Preliminary evidence suggests that fibre splay, or the degree of local fibre alignment, varies—perhaps functionally—across mitral leaflets (Sacks et al. 2002). It is possible to hypothesize that alterations in collagen fibre splay is one of the disease pathways of mitral leaflet tissue. Furthermore, altered fibre splay may account for the disordering of collagen in myxomatous disease and strongly influences the mechanical coupling between deformation along fibre trajectories and the cross-fibre direction. This was manifest in both the quantitative and qualitative difference among principle stress patterns. Increasing the fibre splay created a more uniform distribution of stress in the bellies of anterior and posterior leaflets. Altered anisotropy also notably affected transmitral flow. Decreasing the fibre splay increased the transmitral flow to a value that could be classified as functionally regurgitant and significantly increased the end-of-simulation stress as well. Further, with reduced fibre splay, the peak stresses were shifted to the strut chord as well as to the leaflet margins. The leaflets had more flail in the reduced case and closure was accompanied by notable billowing. The result was a floppy valve with areas of high stress. Furthermore, the floppy leaflets closed later. The anterior closure peak was retarded by nearly 5 ms, while the posterior leaflet closure peak was delayed by almost 10 ms.

(iv) Isotropic phase (α)

Both fibrotic proliferation and calcification are pathologies that may lead to an increased leaflet stiffness due to alterations in the isotropic character. In the case of calcification, this isotropic character is due to the mineral having no preferred direction. In the case of fibrosis, it is believed that fibrotic fibrillogenesis has a random—and therefore isotropic—character. By altering the innate anisotropy of the leaflets, isotropic proliferation diminished the closing leaflet velocities, requiring larger pressure gradients for full coaptation. In addition, increased isotropic stiffness fundamentally altered both the fluid dynamics of transmitral flow and the end-of-simulation stress patterns.

5. Conclusion

The more we analyse the mitral valve, the more remarkable it appears in its elegant simplicity and ability to maintain function over a large period of time, range of physiologic states and through various pathological insults. Our initial FE models (without fluid flow) provided insight into normal function, and particular structural pathological changes and surgical correction. The addition of blood flow and an experimentally driven microstructural description of mitral tissue represent significant advances in computational studies of the mitral valve, which allow further insight to be gained.
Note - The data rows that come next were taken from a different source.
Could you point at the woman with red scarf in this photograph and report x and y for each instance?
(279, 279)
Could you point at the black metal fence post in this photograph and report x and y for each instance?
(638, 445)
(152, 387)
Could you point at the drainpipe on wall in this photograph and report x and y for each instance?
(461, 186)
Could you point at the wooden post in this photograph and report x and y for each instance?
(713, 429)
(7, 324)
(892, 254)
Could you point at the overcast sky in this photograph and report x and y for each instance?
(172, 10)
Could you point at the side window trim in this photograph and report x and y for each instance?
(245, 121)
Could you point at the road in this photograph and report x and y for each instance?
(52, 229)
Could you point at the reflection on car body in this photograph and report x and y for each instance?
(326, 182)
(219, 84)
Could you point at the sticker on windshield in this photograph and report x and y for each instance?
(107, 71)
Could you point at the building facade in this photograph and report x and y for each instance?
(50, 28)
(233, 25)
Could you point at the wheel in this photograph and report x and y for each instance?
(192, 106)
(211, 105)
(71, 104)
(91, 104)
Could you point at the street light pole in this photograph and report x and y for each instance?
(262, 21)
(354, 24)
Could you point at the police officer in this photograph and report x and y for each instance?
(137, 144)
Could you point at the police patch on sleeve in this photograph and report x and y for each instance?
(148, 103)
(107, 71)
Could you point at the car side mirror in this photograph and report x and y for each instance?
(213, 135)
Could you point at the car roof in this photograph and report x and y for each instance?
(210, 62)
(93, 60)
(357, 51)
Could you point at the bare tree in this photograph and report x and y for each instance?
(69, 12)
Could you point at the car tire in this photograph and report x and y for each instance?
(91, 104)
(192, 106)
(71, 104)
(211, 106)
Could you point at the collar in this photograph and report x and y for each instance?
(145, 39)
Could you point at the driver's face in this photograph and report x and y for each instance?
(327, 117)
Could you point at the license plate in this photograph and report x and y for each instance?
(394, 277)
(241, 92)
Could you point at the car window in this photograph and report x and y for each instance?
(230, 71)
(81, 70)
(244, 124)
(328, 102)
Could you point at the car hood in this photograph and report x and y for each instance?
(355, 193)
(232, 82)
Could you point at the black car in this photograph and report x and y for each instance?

Despite the assumptions that went into this first non-linear fluid–structure coupled model, model predictions closely matched a wide range of available data. Further, material changes that preserved the anisotropy of the valve leaflets were found to preserve valve function. By contrast, material changes that altered the anisotropy of the valve were found to profoundly alter valve function. Thus, this coupled fluid–structure model constitutes a valid tool for researching the interaction between flow and mitral conformational abnormalities. Furthermore, it is an excellent tool for assessing the functional boundaries between normal and diseased mitral tissue as a function of tissue microstructure. This work is another building block in the foundation of a computational framework to aid in the refinement and development of a truly non-invasive diagnostic evaluation of the mitral valve. Ultimately, it represents the basis for simulation of surgical repair of pathological valves in a clinical and educational setting.